Here’s an example. I find myself often needing to fetch information about particular entities during my day-to-day work. Sometimes it’s to investigate an issue, or simply to test some feature I’m developing. Simple fetches are often the first thing I write tooling for:
$ listingclient get <ID>
{"title": "Macbook Pro", "description": "", "price": 1200.00, ...}
Why build tooling?
- Minimized effort for repeated tasks - By implementing your common tasks as commands, you make them easily repeatable with minimal effort. It’s easier than
curl
ing an API, or querying a database, or interacting with a web interface. - Consistency - CLI tools provide consistency as well. I know many engineers who would have a Postman instance filled with queries that they would edit on an ad-hoc basis everytime they need to perform some task.
- Productivity multiplier for your team - Chances are if you find yourself needing to perform a task often, your teammates will have that same need as well. Why not build something once, and share it amongst your team? As your and your team’s needs evolve, features can be incrementally added. Eventually you end up with set of feature-rich tooling, battle-tested over years of use.
- Your tools can act as a public interface for other teams to use - The tooling owned by your team can be shared with other teams, effectively providing them with an interface into your team’s services. For example, my team owns the Listing entity at Carousell. Other teams can simply use our client to get listing information, without having to worry about which internal API they should call or what its API contract is.
How about a web interface?
At Carousell we have an internal web platform. However it’s not built in a way that makes it easy for backend engineers to contribute to, which means its feature set is often lagging behind what the engineers need. The platform often only exposes high-level information, since the primary user demographic are non-tech folks. Unless you’re fortunate enough to work somewhere that has a robust internal platform you can easily contribute to, it’s far easier to spin up some CLI tooling.
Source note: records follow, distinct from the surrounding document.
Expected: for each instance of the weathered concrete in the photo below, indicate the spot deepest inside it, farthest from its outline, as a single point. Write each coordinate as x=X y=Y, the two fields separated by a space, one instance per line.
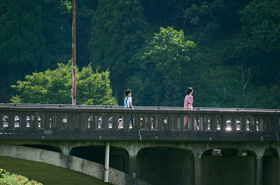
x=158 y=149
x=64 y=161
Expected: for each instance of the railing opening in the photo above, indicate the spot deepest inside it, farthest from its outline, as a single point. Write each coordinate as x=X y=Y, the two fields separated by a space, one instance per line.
x=238 y=123
x=64 y=122
x=154 y=123
x=248 y=123
x=17 y=121
x=218 y=122
x=228 y=124
x=5 y=121
x=258 y=124
x=208 y=123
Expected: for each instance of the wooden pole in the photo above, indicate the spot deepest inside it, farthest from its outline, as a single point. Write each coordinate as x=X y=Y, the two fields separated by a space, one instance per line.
x=74 y=54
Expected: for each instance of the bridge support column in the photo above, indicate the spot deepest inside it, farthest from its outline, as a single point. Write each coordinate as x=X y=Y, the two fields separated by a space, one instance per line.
x=259 y=170
x=106 y=166
x=132 y=166
x=197 y=170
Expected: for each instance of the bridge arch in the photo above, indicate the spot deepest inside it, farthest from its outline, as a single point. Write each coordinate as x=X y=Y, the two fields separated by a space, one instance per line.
x=165 y=165
x=228 y=166
x=270 y=166
x=118 y=156
x=12 y=154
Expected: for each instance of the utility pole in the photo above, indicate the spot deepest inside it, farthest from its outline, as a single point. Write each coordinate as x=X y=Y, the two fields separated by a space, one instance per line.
x=74 y=54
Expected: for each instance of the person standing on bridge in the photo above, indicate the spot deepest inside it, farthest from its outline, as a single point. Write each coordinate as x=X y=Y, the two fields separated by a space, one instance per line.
x=127 y=105
x=188 y=105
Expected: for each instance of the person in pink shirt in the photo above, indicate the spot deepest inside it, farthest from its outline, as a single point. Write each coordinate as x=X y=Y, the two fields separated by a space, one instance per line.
x=188 y=105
In addition, here are some reasons why I generally prefer working with CLI tools:
- Integrates with terminal-based workflows - For engineers who work exclusively in the terminal, CLI tooling integrates more effectively. When I need to use one of my commands, I just open a tmux split, run that command, then close the split once I’m done. It’s much more efficient than tabbing into a browser and clicking around some UI.
- IDE integration - For example, we have few JSON configs that have rather complex schemas. Whenever I need to make a change to one of them, I want reassurance that the change I’m making is valid. To aid this I have some simple programs that validates these configs, which I can then invoke from my editor (vim makes this a trivial operation).
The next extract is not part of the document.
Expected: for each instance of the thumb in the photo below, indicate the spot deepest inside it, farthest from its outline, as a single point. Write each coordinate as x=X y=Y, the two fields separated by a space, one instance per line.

- Easier to consume - The programs I write generally output in JSON. I’ll typically either use jq or gron+grep to filter through output. It’s a lot easier to consume output in this manner compared to a web page.
- Scriptability - The programs you write can be composed together into some larger script. It’s always nice when you realize that the task you’re working on can be easily done by chaining a few of the commands you’ve already written, instead of having to write something bespoke.
Tips
This is a good reference for CLI guidelines.
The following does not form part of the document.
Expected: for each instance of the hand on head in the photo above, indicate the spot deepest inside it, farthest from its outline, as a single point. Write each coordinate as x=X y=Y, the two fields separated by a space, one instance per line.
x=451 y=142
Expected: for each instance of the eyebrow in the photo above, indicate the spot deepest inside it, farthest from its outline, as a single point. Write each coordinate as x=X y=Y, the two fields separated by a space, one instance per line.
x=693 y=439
Here are some of my personal ones:
- Follow the Unix philosophy - Have your commands do one thing and one thing only. Let your users compose commands together if they need to perform a sequence of steps with your tool.
- Output in unindented JSON - If someone wants colorized or indented output, they can pipe it through
jq
. - Use a subcommand structure - Subcommands help you group related commands together, as well as make it easier for you to extend your program with more features. A common framework for Go is spf13/cobra, but the standard library works fine as well. A good real-world example of subcommands using the stdlib is golang-migrate/migrate.
- Return a zero exit code on success, non-zero on failure - Scripts use exit codes to determine if your program is successful, so you should return these correctly.
Examples
My most common use-case is to get information about various entities.
listingclient get <ID>
categoryclient get <ID>
We also have commands that implement CRUD operations. Here’s a set of commands (tweaked for brevity) we have for performing bulk jobs.
listingclient bulkjob get --limit 5 // get the 5 most recent jobs
listingclient bulkjob create <...args> // create a new job
listingclient bulkjob [pause|unpause|cancel] <ID> // manage the job state
As mentioned before, I subscribe to the Unix philosophy of building tools that do one thing and do it well. I like to build in such a way that workflows can be composed on top of the commands. For instance, if I wanted to monitor the progress of a particular job, I could simply do the following.
watch 'listingclient bulkjob get <ID> | jq'
Here’s another example of composing a workflow. Let’s say I have some entity that I’d like to edit. I could very easily compose a script that (1) gets the entity, (2) opens it in an editor for editing, and (3) updates the entity.
#!/bin/bash
ID=$i
fooclient foo get $ID | jq '.' > /tmp/foo_$ID.json
vim /tmp/foo_$ID.json
fooclient foo update --file /tmp/foo_$ID.json --id $ID
Hopefully this post has given you some inspiration!